Aku berjongkok mengambil handphone yang ditunjuk Ibu itu tadi. Dan kondisi Hp ini masih menyala. Layarnya pun baik-baik saja, nyaris hanya goresan-goresan kecil.

"Handphone-nya baik-baik aja, Bu. Tapi saya bakal tanggung jawab. Tolong jangan bawa-bawa nama orang tua saya." 

"Halaah! ... Yaudah mana sini gantinya?!" 

Aku menghela napas berat. "Untuk sekarang saya belum bisa ngasih. Saya kelupaan bawa uang, Ibu bisa mengirimkan nomor rekening, Bu. Lagian, saya nggak sepenuhnya salah, Bu," gumamku dengan suara kecil di akhir kalimat.

Dan Ibu itu malah berdecih. "Trus maksud kamu saya yang salah?! Saya udah paham modelan orang yang kek kamu!
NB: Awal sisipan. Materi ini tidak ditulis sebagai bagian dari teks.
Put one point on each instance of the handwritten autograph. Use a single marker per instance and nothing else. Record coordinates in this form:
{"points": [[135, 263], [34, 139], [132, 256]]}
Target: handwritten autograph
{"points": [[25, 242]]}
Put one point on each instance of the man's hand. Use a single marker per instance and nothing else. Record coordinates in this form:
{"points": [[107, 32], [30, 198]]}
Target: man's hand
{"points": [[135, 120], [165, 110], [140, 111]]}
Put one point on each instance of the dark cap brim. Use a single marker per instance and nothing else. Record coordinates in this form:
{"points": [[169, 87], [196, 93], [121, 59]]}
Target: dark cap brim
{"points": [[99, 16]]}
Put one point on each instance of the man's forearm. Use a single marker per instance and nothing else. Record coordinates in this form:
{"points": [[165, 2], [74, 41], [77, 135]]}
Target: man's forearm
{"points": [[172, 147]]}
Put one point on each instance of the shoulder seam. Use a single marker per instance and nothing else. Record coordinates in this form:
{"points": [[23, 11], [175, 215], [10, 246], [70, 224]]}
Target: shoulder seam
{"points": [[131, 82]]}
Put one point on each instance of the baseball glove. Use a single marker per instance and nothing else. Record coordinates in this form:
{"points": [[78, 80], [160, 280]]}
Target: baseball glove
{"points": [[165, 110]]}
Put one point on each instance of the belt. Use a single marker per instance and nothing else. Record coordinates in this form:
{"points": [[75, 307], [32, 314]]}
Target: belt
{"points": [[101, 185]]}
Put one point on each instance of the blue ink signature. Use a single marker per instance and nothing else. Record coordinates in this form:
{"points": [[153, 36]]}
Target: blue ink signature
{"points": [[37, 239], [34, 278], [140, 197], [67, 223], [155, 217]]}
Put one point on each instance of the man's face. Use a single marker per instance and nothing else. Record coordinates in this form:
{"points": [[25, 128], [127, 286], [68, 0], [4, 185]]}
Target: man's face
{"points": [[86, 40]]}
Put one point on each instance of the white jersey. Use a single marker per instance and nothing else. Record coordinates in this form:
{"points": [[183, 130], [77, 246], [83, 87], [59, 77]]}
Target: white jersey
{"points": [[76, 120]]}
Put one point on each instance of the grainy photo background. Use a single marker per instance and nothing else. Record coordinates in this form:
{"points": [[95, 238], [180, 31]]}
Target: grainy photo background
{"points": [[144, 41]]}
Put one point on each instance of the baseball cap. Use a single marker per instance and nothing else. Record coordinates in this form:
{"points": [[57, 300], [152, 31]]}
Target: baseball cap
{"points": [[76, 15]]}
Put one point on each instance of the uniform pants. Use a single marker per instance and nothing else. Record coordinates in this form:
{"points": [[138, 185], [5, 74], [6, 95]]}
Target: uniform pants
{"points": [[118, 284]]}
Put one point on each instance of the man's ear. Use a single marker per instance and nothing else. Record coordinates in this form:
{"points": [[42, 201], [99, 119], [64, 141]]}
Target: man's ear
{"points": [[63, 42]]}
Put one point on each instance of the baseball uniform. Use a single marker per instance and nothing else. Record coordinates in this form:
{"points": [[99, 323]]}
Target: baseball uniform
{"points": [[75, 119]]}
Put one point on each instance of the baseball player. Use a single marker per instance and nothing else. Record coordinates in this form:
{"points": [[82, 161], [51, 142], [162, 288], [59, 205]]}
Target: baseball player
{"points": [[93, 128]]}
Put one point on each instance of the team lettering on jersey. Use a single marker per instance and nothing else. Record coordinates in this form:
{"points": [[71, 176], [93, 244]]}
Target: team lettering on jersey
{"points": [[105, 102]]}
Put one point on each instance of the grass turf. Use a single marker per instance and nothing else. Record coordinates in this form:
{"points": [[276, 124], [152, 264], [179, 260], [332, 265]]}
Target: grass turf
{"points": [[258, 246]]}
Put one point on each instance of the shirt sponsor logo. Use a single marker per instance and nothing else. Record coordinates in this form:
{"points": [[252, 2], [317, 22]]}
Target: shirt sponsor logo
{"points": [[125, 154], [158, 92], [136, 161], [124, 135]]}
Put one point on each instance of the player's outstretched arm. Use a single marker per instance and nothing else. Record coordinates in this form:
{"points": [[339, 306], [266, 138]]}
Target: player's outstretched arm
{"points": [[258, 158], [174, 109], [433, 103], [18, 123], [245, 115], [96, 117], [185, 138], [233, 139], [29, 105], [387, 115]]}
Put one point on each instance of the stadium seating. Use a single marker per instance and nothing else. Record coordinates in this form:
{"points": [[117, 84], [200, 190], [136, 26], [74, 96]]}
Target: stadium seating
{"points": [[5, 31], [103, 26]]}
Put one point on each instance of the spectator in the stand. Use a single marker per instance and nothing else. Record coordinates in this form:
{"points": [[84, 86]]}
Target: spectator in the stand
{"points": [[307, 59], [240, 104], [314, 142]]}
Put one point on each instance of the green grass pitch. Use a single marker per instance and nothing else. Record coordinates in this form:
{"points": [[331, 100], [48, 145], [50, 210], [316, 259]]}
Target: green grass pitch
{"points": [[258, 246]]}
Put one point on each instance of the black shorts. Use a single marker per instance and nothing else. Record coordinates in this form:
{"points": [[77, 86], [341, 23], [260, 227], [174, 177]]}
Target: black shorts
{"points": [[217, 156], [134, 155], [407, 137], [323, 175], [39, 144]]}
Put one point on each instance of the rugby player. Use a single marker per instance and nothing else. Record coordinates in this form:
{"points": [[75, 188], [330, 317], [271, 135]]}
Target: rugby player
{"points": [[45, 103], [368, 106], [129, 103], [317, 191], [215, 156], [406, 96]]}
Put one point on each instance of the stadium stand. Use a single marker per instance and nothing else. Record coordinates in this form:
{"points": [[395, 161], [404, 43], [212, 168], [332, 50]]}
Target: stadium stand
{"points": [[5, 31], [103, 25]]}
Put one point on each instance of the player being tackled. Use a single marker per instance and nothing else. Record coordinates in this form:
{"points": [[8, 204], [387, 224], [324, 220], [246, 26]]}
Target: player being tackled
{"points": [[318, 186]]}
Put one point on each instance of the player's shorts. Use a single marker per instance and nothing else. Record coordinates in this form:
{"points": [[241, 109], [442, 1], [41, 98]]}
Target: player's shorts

Kamu mau lari dari tanggung jawab kamu, 'kan? Kasih ke saya, nomor orang tua kamu itu, biar mereka yang ganti!" 

Apa yang diharapkannya dari seorang Ayah yang terbaring di rumah sakit? Tidak-tidak! Aku mengusap bulir air di sudut mataku. Oh jangan menangis Zafir. Ayah tidak akan suka jika aku terlalu cengeng.

Apa yang harus kukatakan untuk membuat Ibu-ibu ini percaya?

"Saya memang nggak salah sepenuhnya, Bu. Ibu juga nggak ngeliat sekitar, Ibu yang asyik nelpon sampai nggak sadar nabrak saya."

"Enak aja! Heh, saya itu—"

"Bu, tolong jangan buat keributan di sini. Kenyamanan pembeli adalah prioritas kami. Dan yang lain, tolong jangan berkerumun. Mari kita selesaikan dengan kepala dingin," ucap seorang security Mall ini tiba-tiba menghentikan pertengkaran kami.

"Ini, sebagai ganti kerusakan Handphone Anda." Seseorang memberikan uang berwarna merah pada Ibu-ibu itu. Hei, apa yang dilakukan laki-laki yang tadi mengambil gelas-gelasku ini?